Let $\kappa$ be a cardinal and let $\textrm{Grph}(\kappa)$ be the set of graphs $G = (V,E)$ such that $V \subseteq \kappa$ and $E \subseteq \mathcal{P}_2(V) := \{\{a,b\} \subseteq V: a\neq b\}$.
We define a pre-ordering relation $\to$ on $\text{Grph}(\kappa)$ by \begin{eqnarray}G\to H :\Leftrightarrow \textrm{ there is a graph homomorphism } f:G\to H.\end{eqnarray}
We write $G \leftrightarrow H$ if $G\to H$ and $H\to G$. Note that $\leftrightarrow$ is an equivalence relation and call the equivalence classes the homomorphism equivalence (hom-eq) classes.

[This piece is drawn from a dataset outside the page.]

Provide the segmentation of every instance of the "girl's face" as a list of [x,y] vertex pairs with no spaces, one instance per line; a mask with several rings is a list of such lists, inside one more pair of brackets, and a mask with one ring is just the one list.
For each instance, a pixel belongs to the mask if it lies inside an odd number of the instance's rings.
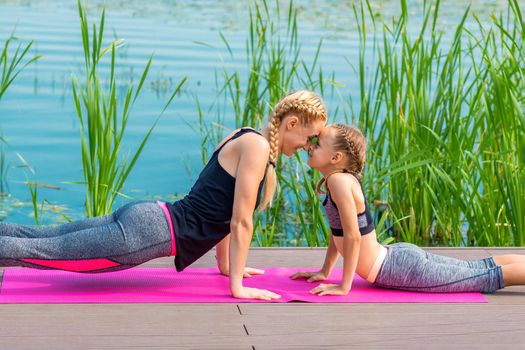
[[333,141],[335,138],[335,129],[326,127],[321,131],[317,141],[312,139],[308,147],[308,166],[323,170],[332,165],[331,160],[334,157]]
[[284,131],[281,134],[281,152],[292,156],[300,148],[308,150],[310,140],[317,137],[324,129],[325,120],[316,120],[308,125],[302,124],[297,117],[291,116],[284,120]]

For finite $\kappa$ the following statements can be proved (see Propositions 2.1. and 2.2. of this):
- Every hom-eq class contains a unique (up to isomorphism) element of smallest cardinality, called the core of that hom-eq class;
- If $G$ is a core of a hom-eq class, then every graph homomorphism $f:G\to G$ is an isomorphism.
Do these statements stay valid in $\textrm{Grph}(\kappa)$ for infinite $\kappa$?